Sur le plan méthodologique, la thématique des curriculums sur laquelle porte l’investigation constitue la première décision significative afin de répondre aux questions de recherche. Dans un premier temps, nous justifions le choix de considérer la thématique des propriétés de la matière.

Puis, dans un second temps, nous exposerons les principes méthodologiques de la recherche qui s’inspirent d’une part de la démarche clinique et expérimentale proposée par Leutenegger (2009) et d’autre part, de l’articulation des différents niveaux d’analyse proposée par Lemke (2001) et Tiberghien, Malkoun et Seck (2008).

Ensuite, dans un troisième temps, nous détaillerons les modalités du recueil des données, en développant l’idée que le système de traces se découpe en un corpus principal construit directement à partir des évènements de la classe et d’un corpus annexe qui comprend des éléments associés à ces mêmes évènements.

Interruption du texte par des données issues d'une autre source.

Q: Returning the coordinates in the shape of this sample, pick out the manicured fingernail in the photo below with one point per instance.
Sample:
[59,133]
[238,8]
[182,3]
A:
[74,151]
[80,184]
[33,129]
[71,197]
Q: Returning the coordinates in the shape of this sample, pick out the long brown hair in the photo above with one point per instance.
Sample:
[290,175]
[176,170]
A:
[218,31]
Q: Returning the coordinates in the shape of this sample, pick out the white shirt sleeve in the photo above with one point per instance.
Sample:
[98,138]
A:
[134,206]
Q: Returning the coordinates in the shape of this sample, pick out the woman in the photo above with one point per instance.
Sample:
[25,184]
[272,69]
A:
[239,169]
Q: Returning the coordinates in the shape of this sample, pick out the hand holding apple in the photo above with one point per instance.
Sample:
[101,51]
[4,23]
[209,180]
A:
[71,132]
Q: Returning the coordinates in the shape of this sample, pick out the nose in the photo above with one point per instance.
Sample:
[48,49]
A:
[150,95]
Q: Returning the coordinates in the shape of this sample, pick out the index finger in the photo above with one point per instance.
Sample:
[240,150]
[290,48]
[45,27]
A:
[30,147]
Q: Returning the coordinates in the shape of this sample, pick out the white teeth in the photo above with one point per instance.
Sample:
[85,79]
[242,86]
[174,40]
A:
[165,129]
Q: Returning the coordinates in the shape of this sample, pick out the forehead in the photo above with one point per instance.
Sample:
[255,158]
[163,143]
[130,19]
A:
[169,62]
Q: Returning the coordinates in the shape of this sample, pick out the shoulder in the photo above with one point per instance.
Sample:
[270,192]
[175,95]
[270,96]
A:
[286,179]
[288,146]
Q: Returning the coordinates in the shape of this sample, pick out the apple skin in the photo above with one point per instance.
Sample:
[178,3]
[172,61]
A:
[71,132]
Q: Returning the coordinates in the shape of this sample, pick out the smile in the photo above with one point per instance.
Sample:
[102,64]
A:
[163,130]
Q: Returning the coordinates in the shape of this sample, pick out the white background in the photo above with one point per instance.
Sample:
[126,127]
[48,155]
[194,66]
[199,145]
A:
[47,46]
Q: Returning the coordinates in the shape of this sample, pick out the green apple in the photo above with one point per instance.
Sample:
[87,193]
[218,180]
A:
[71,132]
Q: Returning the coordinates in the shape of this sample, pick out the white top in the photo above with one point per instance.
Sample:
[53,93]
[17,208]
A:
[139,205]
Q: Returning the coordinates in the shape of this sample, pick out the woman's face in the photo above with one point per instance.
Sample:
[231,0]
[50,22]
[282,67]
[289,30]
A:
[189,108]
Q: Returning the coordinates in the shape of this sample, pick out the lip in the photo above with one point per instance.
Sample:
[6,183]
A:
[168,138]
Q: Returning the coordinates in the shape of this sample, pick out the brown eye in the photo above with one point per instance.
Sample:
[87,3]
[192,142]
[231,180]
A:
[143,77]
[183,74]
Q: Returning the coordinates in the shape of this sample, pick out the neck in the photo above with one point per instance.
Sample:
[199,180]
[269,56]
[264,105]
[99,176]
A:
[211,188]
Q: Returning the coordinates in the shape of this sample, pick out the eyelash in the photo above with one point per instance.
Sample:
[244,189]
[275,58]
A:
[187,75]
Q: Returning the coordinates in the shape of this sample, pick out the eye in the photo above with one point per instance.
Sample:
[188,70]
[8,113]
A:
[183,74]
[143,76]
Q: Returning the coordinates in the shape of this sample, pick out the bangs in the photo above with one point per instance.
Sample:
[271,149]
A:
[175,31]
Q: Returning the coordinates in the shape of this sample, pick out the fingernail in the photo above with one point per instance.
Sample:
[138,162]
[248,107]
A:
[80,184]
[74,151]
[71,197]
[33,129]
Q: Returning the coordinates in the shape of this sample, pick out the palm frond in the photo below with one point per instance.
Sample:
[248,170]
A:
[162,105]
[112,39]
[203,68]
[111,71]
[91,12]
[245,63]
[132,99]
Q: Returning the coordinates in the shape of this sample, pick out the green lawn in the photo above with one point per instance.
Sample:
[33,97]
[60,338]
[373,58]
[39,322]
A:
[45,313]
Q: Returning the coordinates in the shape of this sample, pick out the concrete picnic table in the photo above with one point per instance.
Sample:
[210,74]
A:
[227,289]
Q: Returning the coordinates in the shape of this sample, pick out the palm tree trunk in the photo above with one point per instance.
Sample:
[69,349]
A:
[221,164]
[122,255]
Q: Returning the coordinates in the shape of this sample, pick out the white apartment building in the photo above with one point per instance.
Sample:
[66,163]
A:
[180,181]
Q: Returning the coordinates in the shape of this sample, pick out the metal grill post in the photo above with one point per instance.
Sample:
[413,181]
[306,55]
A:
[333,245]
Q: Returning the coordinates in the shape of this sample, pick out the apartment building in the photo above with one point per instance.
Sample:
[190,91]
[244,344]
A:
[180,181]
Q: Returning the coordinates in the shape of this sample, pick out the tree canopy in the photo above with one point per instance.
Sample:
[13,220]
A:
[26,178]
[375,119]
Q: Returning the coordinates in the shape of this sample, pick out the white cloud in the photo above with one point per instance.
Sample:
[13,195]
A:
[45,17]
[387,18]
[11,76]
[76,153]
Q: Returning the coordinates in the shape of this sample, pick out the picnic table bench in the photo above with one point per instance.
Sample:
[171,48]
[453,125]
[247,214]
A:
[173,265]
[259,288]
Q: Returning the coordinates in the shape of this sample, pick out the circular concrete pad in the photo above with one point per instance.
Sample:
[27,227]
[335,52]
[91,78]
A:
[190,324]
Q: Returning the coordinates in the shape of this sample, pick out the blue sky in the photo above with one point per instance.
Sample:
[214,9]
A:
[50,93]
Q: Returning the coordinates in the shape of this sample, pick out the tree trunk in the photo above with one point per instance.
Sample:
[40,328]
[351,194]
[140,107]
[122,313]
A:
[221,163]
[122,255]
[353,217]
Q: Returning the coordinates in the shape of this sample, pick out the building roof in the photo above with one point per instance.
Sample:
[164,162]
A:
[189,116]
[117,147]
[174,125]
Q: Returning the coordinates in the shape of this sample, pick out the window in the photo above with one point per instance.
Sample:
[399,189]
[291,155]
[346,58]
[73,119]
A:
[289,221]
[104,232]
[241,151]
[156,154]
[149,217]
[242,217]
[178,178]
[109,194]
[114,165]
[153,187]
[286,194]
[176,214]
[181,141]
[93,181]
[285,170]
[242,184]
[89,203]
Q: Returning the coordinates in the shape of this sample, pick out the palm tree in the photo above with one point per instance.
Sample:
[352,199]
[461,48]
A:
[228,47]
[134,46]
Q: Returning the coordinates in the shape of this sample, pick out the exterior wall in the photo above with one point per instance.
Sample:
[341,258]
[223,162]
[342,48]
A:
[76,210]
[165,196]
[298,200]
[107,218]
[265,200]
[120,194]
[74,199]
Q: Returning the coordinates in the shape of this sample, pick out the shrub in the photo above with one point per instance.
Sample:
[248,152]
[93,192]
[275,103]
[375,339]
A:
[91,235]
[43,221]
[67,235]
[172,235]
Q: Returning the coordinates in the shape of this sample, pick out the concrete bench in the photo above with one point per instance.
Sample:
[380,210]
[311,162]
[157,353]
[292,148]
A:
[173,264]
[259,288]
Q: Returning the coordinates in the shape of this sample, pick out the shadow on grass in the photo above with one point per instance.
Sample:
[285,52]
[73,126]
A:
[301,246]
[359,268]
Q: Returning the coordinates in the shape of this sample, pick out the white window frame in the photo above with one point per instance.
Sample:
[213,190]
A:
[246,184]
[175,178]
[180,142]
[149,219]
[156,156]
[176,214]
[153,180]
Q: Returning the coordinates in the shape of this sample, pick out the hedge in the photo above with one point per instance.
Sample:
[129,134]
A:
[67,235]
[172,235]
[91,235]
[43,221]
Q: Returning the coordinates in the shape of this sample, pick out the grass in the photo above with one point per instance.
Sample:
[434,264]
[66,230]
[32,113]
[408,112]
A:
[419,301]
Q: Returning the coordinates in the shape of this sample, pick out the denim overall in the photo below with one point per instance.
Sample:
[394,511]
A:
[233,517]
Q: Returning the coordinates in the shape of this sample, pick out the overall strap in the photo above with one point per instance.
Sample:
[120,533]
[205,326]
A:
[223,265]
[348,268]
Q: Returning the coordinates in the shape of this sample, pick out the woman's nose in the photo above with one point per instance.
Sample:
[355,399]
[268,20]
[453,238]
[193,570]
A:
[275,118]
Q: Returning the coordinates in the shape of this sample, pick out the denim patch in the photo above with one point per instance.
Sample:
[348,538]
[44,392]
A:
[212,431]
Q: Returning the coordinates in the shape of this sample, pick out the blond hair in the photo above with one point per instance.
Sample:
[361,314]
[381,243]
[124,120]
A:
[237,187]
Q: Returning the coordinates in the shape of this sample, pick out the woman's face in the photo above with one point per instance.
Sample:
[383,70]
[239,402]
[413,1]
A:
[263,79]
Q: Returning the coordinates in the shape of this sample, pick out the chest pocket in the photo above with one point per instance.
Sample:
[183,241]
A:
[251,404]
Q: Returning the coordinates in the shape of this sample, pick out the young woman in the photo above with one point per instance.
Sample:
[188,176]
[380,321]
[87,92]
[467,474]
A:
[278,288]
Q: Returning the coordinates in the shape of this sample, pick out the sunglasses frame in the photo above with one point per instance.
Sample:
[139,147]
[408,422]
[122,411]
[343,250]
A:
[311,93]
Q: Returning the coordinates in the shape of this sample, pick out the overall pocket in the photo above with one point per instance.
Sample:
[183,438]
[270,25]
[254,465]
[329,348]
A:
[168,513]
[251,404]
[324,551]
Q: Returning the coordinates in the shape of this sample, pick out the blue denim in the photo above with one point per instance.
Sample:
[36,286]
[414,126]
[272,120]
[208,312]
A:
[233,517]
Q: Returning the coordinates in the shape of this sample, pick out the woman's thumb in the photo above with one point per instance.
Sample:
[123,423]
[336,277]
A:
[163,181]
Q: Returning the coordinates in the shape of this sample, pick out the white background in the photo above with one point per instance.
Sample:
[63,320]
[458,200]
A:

Enfin, dans un quatrième temps, nous entamerons les modalités de traitement des données en argumentant en faveur de la construction de deux nouveaux types de traces : la transcription et le synopsis. Nous proposerons une démarche d’identification d’extraits significatifs, au regard de nos questions de recherche. Nous indiquerons comment l’analyse de ces extraits, fécondée par l’analyse comparatiste, nous mène à l’élucidation des schémas d’action spécifiques de l’enseignant et des élèves dans chaque contexte et au-delà à la détermination de certains principes structurants de ces schémas actions, dont l’origine dépasse les pratiques hic et nunc de classe.